研究について

研究成果

スラグ細骨材を大量混合したコンクリートの各種特性

発行年月 港湾空港技術研究所 資料 1233 2011年06月
執筆者 川端雄一郎、岩波光保、加藤絵万
所属 地盤・構造部 構造研究チーム
要旨 産業副産物として排出されるスラグ細骨材の有効利用が不可欠となっている。既往の研究の多くでは、スラグ細骨材を用いたコンクリートの品質が普通コンクリートと同等となるよう混合率を制限したり粉体量を増加するといった方策が取られてきた。

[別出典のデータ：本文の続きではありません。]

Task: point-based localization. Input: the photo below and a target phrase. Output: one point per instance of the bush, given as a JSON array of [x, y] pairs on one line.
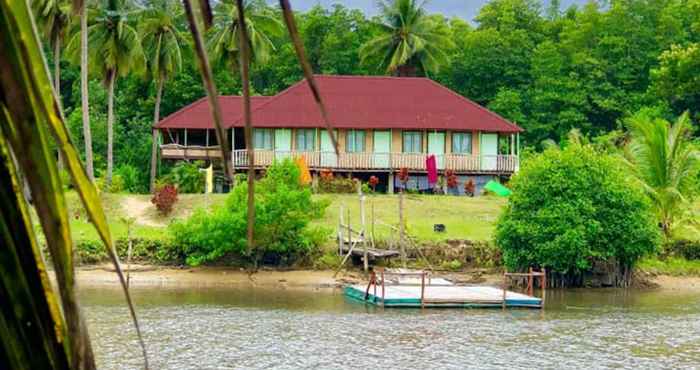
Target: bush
[[572, 207], [164, 198], [130, 180], [187, 177], [283, 210], [688, 249]]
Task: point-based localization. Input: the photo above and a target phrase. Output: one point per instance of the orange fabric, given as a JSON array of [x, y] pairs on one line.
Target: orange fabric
[[305, 177]]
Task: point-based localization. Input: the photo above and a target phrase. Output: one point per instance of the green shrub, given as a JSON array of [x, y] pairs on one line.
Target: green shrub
[[283, 210], [187, 177], [573, 206], [688, 249], [129, 178]]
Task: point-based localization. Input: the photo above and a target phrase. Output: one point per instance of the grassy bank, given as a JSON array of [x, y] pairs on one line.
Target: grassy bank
[[464, 218]]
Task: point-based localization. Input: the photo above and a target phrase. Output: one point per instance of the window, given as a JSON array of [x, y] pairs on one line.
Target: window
[[412, 142], [462, 143], [262, 138], [355, 141], [306, 139]]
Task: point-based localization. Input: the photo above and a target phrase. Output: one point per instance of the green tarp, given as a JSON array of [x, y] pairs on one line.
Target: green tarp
[[497, 188]]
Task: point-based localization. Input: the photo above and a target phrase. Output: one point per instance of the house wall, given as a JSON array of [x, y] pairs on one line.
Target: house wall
[[396, 141]]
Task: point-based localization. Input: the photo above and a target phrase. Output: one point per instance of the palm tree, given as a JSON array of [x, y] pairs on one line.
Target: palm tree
[[114, 50], [223, 41], [54, 18], [666, 163], [162, 46], [409, 40]]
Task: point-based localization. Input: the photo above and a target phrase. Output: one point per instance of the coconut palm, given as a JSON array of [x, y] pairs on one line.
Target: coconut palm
[[53, 18], [162, 45], [666, 163], [409, 41], [114, 50], [42, 324], [223, 40]]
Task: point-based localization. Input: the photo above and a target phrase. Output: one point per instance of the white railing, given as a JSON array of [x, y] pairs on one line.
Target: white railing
[[384, 161]]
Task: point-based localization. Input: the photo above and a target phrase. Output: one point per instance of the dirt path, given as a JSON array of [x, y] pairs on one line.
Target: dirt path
[[138, 207]]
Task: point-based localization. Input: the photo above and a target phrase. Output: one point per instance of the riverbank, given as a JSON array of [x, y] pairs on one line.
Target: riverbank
[[148, 275]]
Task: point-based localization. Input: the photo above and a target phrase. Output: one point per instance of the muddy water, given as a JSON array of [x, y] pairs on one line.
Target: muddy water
[[241, 328]]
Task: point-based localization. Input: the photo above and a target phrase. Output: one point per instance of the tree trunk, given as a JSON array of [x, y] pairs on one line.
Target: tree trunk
[[57, 83], [154, 145], [110, 127], [84, 94]]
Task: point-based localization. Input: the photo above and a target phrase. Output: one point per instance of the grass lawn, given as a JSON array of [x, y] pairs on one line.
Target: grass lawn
[[464, 218]]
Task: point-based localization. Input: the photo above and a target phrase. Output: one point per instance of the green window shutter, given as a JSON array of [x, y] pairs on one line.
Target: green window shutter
[[462, 143], [305, 140], [412, 142], [355, 142]]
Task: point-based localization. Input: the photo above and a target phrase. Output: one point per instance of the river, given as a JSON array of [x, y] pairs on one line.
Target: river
[[245, 328]]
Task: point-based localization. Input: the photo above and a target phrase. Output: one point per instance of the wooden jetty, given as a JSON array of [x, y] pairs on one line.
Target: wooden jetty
[[419, 289]]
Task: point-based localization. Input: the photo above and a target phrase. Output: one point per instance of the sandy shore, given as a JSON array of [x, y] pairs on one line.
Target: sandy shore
[[145, 275]]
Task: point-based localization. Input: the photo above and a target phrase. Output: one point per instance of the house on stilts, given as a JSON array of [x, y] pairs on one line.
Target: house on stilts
[[383, 124]]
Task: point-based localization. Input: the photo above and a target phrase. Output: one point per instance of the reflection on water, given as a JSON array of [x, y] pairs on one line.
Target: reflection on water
[[215, 328]]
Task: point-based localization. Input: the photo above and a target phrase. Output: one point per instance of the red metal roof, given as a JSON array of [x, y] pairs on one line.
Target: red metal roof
[[356, 102], [198, 115]]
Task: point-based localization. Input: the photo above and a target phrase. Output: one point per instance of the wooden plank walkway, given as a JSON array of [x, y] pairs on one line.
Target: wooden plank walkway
[[373, 253]]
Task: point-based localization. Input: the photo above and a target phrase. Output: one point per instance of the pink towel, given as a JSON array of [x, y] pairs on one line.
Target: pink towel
[[431, 166]]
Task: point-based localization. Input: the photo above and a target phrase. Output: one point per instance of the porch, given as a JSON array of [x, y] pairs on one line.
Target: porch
[[382, 162]]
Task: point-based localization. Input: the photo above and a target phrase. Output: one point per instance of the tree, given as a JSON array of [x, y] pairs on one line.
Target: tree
[[408, 41], [666, 163], [114, 50], [572, 208], [162, 46], [223, 40], [54, 18]]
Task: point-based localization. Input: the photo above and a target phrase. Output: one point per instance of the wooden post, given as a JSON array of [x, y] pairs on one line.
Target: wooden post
[[422, 290], [505, 286], [383, 290], [363, 232], [544, 286], [401, 227], [341, 238]]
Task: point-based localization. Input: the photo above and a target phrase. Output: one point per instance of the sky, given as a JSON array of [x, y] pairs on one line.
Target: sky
[[466, 9]]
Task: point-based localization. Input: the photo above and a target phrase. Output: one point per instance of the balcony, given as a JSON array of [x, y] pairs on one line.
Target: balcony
[[177, 151], [460, 163]]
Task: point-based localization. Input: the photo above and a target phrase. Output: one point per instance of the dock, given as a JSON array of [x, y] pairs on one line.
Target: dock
[[419, 290]]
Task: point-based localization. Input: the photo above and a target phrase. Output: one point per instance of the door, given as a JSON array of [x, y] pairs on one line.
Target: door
[[328, 156], [283, 143], [436, 147], [489, 152], [382, 148]]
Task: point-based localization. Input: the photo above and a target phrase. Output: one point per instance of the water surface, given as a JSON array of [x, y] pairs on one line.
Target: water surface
[[244, 328]]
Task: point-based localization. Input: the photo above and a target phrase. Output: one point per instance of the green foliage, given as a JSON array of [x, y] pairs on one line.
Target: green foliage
[[573, 206], [283, 210], [131, 181], [409, 40], [666, 163], [187, 177]]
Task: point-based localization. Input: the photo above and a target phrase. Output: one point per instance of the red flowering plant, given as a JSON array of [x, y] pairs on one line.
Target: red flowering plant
[[469, 188], [452, 181], [164, 198], [373, 182]]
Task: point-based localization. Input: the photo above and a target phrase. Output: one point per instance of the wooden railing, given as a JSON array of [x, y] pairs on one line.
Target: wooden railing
[[385, 161]]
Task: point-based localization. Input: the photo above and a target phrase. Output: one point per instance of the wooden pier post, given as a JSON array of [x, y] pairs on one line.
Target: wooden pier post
[[422, 290], [364, 228]]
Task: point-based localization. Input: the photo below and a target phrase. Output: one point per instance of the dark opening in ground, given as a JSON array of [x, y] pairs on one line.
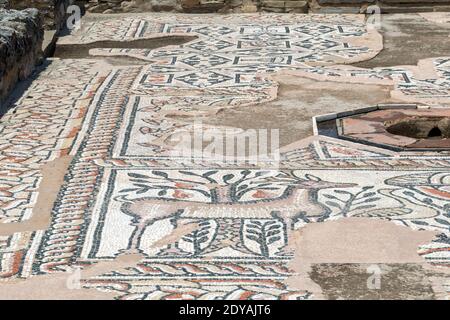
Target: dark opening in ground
[[421, 127]]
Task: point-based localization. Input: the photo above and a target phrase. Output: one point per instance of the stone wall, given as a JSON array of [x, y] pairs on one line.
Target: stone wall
[[53, 11], [21, 36]]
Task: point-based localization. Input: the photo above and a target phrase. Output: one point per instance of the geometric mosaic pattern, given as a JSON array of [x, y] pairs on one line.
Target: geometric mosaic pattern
[[115, 124]]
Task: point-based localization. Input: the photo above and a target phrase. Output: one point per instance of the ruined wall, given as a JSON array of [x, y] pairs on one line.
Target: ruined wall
[[21, 36], [52, 11]]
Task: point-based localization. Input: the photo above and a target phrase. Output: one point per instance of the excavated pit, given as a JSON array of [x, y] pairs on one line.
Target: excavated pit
[[421, 127]]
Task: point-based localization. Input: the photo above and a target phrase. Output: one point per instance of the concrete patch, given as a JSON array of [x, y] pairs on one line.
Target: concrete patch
[[350, 240], [66, 286], [298, 100], [408, 38], [52, 178]]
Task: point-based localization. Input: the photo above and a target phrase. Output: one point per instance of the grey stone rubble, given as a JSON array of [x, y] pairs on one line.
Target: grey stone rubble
[[53, 11], [21, 36]]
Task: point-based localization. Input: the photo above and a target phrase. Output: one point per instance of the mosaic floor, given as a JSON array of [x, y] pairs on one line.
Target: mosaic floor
[[204, 229]]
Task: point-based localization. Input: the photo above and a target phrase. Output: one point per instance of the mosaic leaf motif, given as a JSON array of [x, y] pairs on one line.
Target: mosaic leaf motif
[[118, 162]]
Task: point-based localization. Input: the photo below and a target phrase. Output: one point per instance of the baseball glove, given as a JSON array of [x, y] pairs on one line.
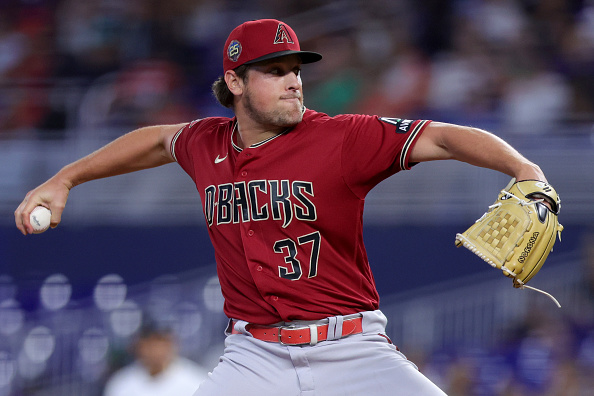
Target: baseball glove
[[518, 231]]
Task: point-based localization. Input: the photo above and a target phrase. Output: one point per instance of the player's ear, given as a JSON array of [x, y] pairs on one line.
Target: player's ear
[[234, 83]]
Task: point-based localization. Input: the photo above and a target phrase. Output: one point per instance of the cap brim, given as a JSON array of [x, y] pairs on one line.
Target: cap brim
[[306, 56]]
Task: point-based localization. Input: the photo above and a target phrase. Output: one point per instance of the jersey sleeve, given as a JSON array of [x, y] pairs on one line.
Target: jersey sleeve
[[180, 144], [375, 148]]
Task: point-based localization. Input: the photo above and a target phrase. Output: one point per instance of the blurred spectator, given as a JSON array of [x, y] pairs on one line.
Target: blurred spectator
[[158, 369]]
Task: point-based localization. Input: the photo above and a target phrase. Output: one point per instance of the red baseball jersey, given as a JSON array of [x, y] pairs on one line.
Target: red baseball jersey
[[285, 216]]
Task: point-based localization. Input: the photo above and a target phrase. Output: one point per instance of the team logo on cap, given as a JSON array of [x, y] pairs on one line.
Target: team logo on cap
[[282, 35], [234, 50]]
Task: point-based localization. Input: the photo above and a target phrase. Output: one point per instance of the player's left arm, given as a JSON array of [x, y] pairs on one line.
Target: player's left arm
[[441, 141]]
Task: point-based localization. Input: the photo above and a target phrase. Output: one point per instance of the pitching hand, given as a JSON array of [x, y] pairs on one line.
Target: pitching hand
[[51, 194]]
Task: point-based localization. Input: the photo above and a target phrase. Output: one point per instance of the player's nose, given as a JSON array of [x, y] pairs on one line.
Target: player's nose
[[293, 81]]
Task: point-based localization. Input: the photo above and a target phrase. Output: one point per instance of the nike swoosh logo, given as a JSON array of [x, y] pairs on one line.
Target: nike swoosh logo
[[219, 160]]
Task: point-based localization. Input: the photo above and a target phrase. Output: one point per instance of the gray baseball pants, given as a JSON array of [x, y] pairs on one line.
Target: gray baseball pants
[[364, 364]]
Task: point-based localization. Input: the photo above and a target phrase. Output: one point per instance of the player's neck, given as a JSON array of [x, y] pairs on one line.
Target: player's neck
[[246, 136]]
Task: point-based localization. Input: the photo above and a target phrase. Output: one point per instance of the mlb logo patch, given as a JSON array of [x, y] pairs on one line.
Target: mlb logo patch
[[234, 50]]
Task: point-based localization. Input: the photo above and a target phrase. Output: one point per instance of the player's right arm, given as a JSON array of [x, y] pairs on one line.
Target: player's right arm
[[140, 149]]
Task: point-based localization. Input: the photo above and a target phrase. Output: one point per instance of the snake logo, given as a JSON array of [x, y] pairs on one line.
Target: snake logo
[[528, 247]]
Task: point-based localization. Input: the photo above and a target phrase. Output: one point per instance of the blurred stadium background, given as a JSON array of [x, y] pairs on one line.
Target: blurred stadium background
[[76, 74]]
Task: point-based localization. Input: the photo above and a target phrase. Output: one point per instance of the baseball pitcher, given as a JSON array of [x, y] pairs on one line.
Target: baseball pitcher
[[283, 189]]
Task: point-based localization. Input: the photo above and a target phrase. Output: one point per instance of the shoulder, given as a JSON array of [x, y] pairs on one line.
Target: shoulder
[[312, 118], [210, 124]]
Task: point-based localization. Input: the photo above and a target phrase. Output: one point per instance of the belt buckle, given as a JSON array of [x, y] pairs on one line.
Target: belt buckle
[[280, 337], [313, 335]]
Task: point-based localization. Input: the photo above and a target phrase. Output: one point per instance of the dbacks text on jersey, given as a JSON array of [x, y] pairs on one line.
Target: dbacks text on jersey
[[257, 200]]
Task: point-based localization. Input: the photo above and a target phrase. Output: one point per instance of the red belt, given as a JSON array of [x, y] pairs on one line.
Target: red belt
[[311, 334]]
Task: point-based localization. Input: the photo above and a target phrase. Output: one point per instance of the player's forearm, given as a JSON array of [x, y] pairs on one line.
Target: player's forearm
[[137, 150], [480, 148]]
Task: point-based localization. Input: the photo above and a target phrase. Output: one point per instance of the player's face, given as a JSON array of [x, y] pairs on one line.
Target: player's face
[[273, 95]]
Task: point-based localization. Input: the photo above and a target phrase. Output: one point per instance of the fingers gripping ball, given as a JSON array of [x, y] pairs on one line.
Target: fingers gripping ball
[[40, 219], [518, 231]]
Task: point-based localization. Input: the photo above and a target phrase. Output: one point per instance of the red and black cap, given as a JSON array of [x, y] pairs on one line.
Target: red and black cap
[[263, 39]]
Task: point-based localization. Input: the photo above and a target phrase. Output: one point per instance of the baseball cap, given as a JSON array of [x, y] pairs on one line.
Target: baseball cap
[[262, 39]]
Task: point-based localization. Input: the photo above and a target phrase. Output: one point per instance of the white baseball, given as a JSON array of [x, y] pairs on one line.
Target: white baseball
[[40, 219]]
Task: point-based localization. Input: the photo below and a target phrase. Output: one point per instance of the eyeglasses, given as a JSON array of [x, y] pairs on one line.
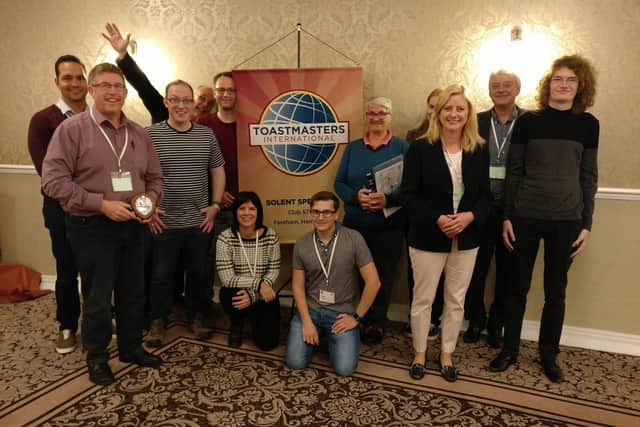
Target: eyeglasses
[[109, 86], [178, 101], [222, 90], [568, 80], [377, 113], [316, 213]]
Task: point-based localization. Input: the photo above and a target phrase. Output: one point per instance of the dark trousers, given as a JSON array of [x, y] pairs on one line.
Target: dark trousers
[[385, 245], [264, 318], [67, 295], [491, 243], [558, 237], [110, 257], [166, 250]]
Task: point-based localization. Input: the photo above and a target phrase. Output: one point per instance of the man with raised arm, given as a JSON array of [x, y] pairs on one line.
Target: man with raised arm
[[72, 84], [189, 156], [96, 163]]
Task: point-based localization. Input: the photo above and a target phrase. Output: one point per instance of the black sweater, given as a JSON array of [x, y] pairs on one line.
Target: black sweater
[[552, 170]]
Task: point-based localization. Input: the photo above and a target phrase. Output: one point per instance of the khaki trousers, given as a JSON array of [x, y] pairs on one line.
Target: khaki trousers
[[427, 268]]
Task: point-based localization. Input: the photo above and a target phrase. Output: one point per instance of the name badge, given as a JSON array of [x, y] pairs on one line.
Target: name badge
[[497, 172], [327, 297], [121, 181]]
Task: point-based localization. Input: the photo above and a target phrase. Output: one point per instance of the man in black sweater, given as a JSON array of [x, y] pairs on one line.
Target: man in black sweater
[[496, 127], [72, 84], [549, 194]]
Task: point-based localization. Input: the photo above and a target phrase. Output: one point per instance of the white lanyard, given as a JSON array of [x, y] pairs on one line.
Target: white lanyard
[[126, 140], [326, 270], [500, 147], [458, 174], [246, 257]]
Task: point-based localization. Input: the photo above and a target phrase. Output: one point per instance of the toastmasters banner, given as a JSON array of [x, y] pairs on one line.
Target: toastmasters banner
[[292, 127]]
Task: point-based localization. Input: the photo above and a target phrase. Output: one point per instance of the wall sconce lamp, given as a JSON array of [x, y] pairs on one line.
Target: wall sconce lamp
[[133, 45]]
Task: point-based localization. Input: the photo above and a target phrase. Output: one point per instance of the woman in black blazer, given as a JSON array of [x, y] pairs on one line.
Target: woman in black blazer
[[445, 186]]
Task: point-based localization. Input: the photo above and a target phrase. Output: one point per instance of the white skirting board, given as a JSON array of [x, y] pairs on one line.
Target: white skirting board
[[572, 336], [594, 339]]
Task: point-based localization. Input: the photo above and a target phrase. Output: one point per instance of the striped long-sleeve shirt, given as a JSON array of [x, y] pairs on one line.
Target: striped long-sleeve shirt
[[234, 268]]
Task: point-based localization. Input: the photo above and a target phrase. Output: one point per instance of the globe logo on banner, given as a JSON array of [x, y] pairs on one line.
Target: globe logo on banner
[[299, 132]]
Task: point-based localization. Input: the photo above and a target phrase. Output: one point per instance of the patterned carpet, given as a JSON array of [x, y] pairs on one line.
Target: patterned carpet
[[206, 383]]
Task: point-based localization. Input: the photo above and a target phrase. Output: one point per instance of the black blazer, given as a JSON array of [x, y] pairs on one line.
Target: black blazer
[[427, 191]]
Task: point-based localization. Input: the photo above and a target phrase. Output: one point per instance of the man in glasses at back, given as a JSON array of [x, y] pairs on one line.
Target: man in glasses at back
[[72, 84], [326, 265]]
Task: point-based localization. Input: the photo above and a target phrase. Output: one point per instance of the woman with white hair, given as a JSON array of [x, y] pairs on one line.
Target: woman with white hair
[[364, 204]]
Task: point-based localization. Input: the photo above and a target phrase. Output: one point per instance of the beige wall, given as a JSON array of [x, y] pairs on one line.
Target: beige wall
[[406, 47], [603, 288]]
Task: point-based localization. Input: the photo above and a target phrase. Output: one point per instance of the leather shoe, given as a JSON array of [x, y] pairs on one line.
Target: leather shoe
[[416, 371], [235, 340], [502, 362], [472, 334], [552, 371], [494, 338], [449, 373], [100, 372], [142, 358]]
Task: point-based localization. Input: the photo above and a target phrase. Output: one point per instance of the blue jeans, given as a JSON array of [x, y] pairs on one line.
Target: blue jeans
[[166, 249], [344, 348]]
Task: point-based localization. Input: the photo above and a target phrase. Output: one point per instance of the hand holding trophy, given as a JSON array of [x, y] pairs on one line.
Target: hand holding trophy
[[143, 205]]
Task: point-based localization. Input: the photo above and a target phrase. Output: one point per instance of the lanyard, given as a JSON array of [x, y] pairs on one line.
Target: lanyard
[[500, 147], [326, 270], [126, 140], [246, 257]]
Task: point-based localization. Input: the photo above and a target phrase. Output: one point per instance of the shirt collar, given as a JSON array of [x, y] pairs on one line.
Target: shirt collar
[[385, 142]]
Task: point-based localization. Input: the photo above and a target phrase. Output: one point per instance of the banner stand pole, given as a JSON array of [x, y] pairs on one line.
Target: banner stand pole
[[299, 28]]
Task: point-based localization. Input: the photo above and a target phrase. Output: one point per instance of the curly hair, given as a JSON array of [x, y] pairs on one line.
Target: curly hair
[[586, 73], [421, 130]]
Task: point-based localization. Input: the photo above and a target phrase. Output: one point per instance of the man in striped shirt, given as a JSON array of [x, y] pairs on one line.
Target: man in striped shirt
[[188, 154]]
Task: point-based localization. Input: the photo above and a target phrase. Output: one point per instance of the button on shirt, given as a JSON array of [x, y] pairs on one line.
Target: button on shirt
[[78, 164], [497, 185]]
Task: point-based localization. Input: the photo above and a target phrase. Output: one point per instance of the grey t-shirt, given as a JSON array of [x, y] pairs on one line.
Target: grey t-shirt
[[351, 254]]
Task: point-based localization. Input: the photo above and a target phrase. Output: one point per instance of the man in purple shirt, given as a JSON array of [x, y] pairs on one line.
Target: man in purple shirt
[[96, 162], [72, 83]]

これらの方策は有用ではあるものの、結果的にコストや手間の増大につながり、必ずしも効果的な方策とはなっていなかった。適材適所という観点から考えると、スラグ細骨材を大量混合したコンクリートを、品質改善を行わなくとも可能な部位に適用することも必要と考えられる。スラグ細骨材を大量混合したコンクリートではブリーディングの増加等による各種特性への影響が懸念される。そこで本研究は、品質改善を行わずにスラグ細骨材を大量混合したコンクリートの各種特性について実験的に検討した。  その結果、スラグ細骨材を大量混合したコンクリートについて、ブリーディング量0.5cm3/cm2以下であれば、ブリーディング量が力学特性に及ぼす影響は小さかったが、1.0cm3/cm2程度の過剰なブリーディングは力学特性を低下させることが明らかになった。また、海洋環境への約1年の暴露の結果、スラグ細骨材を大量混合したコンクリートの耐久性は普通コンクリートと同等であることが示された。さらに、ケーススタディによる施工試験の結果、銅スラグ細骨材を用いたコンクリートの場合、ポンプ圧送による施工が可能な場合には圧送による品質変化は普通コンクリートとほぼ同等であることが分かった。本実験の範囲では、銅スラグ細骨材の混合率が50%以下、ブリーディング量0.3 cm3/cm2以下であればポンプ圧送が可能であった。また、銅スラグ細骨材を70%以上混合したコンクリートはポンプ圧送が困難となるが、ホッパを用いた直接打設により打設可能であることを示した。以上の結果から、適切な打設方法の選択により、スラグ細骨材を大量混合したコンクリートを港湾の無筋コンクリート構造物に適用可能であると考えられた。